To examine an ancient text requires an understanding of the ancient imagination. The Oresteia is set in a primitive world where people believed that every animal, tree, stone, river, mountain, star, cloud and clap of thunder was inspired by a spirit controlled by the gods. Heaven signalled its wishes through dreams, oracles or chance events which were interpreted by prophets. What we understand by ‘faith’, i.e. a volitional fealty to a particular religious code, didn’t exist. There was no free will either. Mortals chose between one divine instruction or another. The genius of Aeschylus was to commit his characters to a cycle of moral conflicts where every act of obedience was also an act of betrayal. Agamemnon must avenge Helen’s rape by attacking Troy but to gain a fair wind he must sacrifice his daughter, Iphigenia. Clytemnestra must avenge Iphigenia by committing the sin of murdering Agamemnon. Their son, Orestes, must avenge Agamemnon by killing Clytemnestra. That’s the plot. It opens with two eagles tearing apart a pregnant hare, whose womb spills its bloody contents into the earth.
This weird and disturbing universe is best approached through unexpected, offbeat effects. Adele Thomas’s production for the Globe opens with the black-clad chorus explaining the storyline using spare and restricted movements. Clytemnestra appears wearing a white robe swarming with freakish black diagonals. Agamemnon enters, a conquering king, rooted to his chariot like a captive. She welcomes him with lying expressions of fidelity. He suspects that she’s lying. She suspects that he suspects that she’s lying and the dialogue is fraught with ironies and covert tensions. Agamemnon steps on to a ceremonial sheet dripping with blood and exits to his bath where he’s netted and slaughtered. Clytemnestra reappears with his butchered body on an altar. Her face, arms and robe are drenched in blood. This is the opening gesture of European drama and it’s dominated by a woman of almost limitless complexity. She’s a killer queen, a bereaved mother, an adulteress and a traitor. Yet she’s also the instrument of moral justice and ultimately its victim as well. By avenging her daughter she lays her son under a sacred duty to murder her. This slow, eerily paced production brilliantly evokes the sheer strangeness and horror of the play. Rory Mullarkey’s translation follows the Aeschylean original faithfully and his lyrics make some attempt to evoke the percussive muscularity of the choruses. The discipline of the production is spoiled a little by Trevor Fox’s Aegisthus, who comes on as a drunken Geordie in an ill-fitting suit, a bit like a bladdered wedding guest. But when he describes the feud between his family and Agamemnon’s, his speeches reach an even higher pitch of tragic solemnity. I haven’t seen anything quite as sickening or as stately as this version of these plays. The director proves that to do Aeschylus justice you just need to do Aeschylus. Keep out of his way and let him speak.
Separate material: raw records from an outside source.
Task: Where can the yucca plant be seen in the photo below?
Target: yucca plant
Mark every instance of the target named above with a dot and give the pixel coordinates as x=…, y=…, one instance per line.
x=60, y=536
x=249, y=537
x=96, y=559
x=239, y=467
Robert Icke’s Oresteia, set in modern Britain, takes us as far from the original as possible. The plot seems like utter tripe in an age when political leaders are weaponised diplomats waging wars at the touch of a button. The idea that a prime minister would murder his daughter as part of his military strategy is inconceivable. So our faith in the play expires at the outset. The scene in which Iphigenia is lethally drugged by her father is creepily revolting and curiously tedious as well. Agamemnon cries a bit when she dies. Then he shouts a bit. Later, when he returns from Troy, he’s greeted by Clytemnestra who wears Boden casuals and a slightly prickly smile. She looks like a yummy mummy who’s just burned the home-made fudge. There’s no menace, no double talk, no sense of impending doom.
The staging is flashy and often stylish but it adds no weight to the drama. And the text has been massacred. Icke’s translation is both orotund and banal. Great chunks of new material have been inserted while the role of Aegisthus has dwindled to a few syllables which, confusingly, are spoken by Agamemnon. To convey extreme passion the actors have been told to crank up the volume. They all scream like overladen jumbos. But basic directorial wisdom states that players should always hold something in reserve. To expose every last scrap of emotion is to admit that there’s nothing left to see. And the audience tunes out. Then it walks out. That didn’t happen during this 215-minute ordeal mainly because the closing court scene was rattled off at breakneck speed. I have a hunch that the producers fancy this as a TV series. It may well bore millions in that form. But as theatre it’s a relentless slab of bombast. And to call it Aeschylus is to invite the attention of trading standards officers.